Finetune LLaVaNeXT -> ValueError: Image features and image tokens do not match

Open benjwolff opened this issue 9 months ago • 4 comments

Hi everyone,

I tried running the notebook provided here for finetuning LLaVaNeXT: https://github.com/NielsRogge/Transformers-Tutorials/blob/master/LLaVa-NeXT/Fine_tune_LLaVaNeXT_on_a_custom_dataset_(with_PyTorch_Lightning).ipynb

However, during training, I encountered the following error: ValueError: Image features and image tokens do not match: tokens: 251, features 2160

Im using transformers==4.51.3 and did not modify the notebook. I attempted to debug this by reviewing the code around the collate function, but couldn’t find the issue.

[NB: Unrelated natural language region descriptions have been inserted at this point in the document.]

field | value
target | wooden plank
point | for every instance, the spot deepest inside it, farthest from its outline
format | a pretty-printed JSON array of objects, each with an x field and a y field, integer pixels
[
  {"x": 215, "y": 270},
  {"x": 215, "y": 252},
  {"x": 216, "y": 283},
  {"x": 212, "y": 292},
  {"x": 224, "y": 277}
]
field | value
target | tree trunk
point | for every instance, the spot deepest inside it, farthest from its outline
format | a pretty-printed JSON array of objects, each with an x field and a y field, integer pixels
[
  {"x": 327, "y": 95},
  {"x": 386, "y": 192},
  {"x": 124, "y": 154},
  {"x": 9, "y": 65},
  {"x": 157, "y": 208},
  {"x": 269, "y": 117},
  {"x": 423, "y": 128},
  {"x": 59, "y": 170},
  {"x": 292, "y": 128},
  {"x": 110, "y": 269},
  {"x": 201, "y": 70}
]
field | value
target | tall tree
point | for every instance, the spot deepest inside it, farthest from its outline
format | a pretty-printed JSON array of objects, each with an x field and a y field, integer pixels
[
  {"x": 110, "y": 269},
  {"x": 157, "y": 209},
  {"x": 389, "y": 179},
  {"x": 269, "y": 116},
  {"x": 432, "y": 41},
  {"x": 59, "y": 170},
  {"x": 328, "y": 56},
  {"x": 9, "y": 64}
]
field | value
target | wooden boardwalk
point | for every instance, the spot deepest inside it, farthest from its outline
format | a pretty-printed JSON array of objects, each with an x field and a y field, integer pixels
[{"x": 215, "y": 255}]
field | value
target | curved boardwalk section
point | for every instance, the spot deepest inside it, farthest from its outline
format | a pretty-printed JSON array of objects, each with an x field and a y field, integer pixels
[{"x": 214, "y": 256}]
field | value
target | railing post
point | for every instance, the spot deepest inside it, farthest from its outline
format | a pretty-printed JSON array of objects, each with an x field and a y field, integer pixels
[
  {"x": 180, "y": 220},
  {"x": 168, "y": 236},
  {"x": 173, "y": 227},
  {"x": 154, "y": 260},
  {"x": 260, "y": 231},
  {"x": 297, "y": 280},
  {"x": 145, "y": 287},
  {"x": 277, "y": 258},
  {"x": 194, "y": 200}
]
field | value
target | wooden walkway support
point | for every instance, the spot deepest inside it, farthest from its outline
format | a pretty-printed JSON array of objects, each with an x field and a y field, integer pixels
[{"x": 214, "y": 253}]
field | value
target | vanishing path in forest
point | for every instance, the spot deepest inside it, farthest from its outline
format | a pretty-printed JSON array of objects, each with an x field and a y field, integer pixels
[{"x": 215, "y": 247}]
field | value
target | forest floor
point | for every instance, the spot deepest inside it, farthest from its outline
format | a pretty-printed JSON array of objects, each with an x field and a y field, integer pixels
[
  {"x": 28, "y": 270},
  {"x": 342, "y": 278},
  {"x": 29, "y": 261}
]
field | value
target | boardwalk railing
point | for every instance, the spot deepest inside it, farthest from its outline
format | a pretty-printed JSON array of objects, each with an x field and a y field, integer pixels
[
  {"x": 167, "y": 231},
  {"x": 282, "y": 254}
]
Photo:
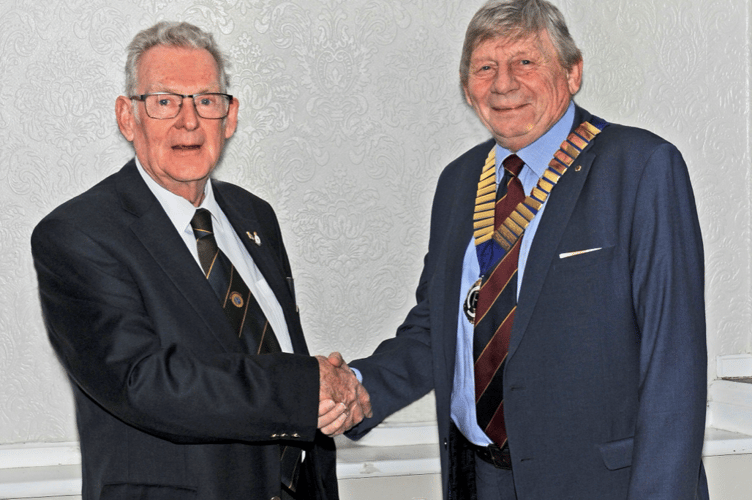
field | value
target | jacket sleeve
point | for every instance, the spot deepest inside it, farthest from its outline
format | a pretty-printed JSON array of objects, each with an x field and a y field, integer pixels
[
  {"x": 100, "y": 322},
  {"x": 666, "y": 260}
]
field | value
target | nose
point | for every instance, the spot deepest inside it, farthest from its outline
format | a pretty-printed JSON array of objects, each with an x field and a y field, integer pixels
[
  {"x": 504, "y": 81},
  {"x": 188, "y": 117}
]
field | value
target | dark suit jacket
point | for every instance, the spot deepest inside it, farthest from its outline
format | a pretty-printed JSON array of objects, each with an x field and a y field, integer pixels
[
  {"x": 605, "y": 380},
  {"x": 168, "y": 402}
]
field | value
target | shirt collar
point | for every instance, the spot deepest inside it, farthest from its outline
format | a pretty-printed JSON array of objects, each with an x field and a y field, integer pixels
[
  {"x": 538, "y": 154},
  {"x": 178, "y": 209}
]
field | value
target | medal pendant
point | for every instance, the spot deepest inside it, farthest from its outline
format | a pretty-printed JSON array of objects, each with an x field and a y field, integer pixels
[{"x": 471, "y": 301}]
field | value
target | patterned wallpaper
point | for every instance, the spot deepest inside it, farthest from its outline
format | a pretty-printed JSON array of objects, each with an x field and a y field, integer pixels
[{"x": 349, "y": 110}]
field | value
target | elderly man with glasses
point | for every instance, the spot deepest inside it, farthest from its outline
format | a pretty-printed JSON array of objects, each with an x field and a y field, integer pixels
[
  {"x": 560, "y": 313},
  {"x": 169, "y": 299}
]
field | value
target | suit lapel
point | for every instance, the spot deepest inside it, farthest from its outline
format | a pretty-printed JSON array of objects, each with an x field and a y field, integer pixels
[
  {"x": 556, "y": 216},
  {"x": 156, "y": 232},
  {"x": 458, "y": 229}
]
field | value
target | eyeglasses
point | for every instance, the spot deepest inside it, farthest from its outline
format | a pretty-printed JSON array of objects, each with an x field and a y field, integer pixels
[{"x": 166, "y": 105}]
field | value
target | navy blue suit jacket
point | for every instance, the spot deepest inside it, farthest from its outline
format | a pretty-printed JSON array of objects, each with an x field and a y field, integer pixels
[
  {"x": 169, "y": 403},
  {"x": 605, "y": 380}
]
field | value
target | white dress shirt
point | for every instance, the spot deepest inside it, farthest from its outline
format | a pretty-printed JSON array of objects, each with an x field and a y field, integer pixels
[{"x": 181, "y": 211}]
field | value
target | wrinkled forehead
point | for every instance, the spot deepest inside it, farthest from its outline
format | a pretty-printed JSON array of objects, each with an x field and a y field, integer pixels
[
  {"x": 168, "y": 66},
  {"x": 517, "y": 41}
]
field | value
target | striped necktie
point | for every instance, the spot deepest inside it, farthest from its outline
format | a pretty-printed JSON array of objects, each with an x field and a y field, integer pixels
[
  {"x": 497, "y": 302},
  {"x": 245, "y": 316},
  {"x": 239, "y": 304}
]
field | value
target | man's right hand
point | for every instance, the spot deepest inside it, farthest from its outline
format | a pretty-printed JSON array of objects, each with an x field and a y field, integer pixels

Has anyone else run into this error or might have ideas on what’s going wrong?

Thanks

benjwolff avatar May 03 '25 15:05 benjwolff

cc @zucchini-nlp

NielsRogge avatar May 03 '25 17:05 NielsRogge

@benjwolff hey, can you try increasing MAX_LENGTH to 3000 tokens? In latest transformers versions we include all image tokens to max length count, and from next release we'll be raising errors when max length is too small to include all image tokens. Until then you can indicate a very large length so tokens do not get truncated

zucchini-nlp avatar May 06 '25 11:05 zucchini-nlp

@zucchini-nlp Thanks for helping out! Increasing MAX_LENGTH to 3000 resolves the mismatch issue, but now I’m running into memory problems. With an A100 (40GB), it runs out of RAM during training.

benjwolff avatar May 06 '25 12:05 benjwolff

Yeah, llava next requires huge memory. I ran the script on 80GB iirc.

zucchini-nlp avatar May 06 '25 13:05 zucchini-nlp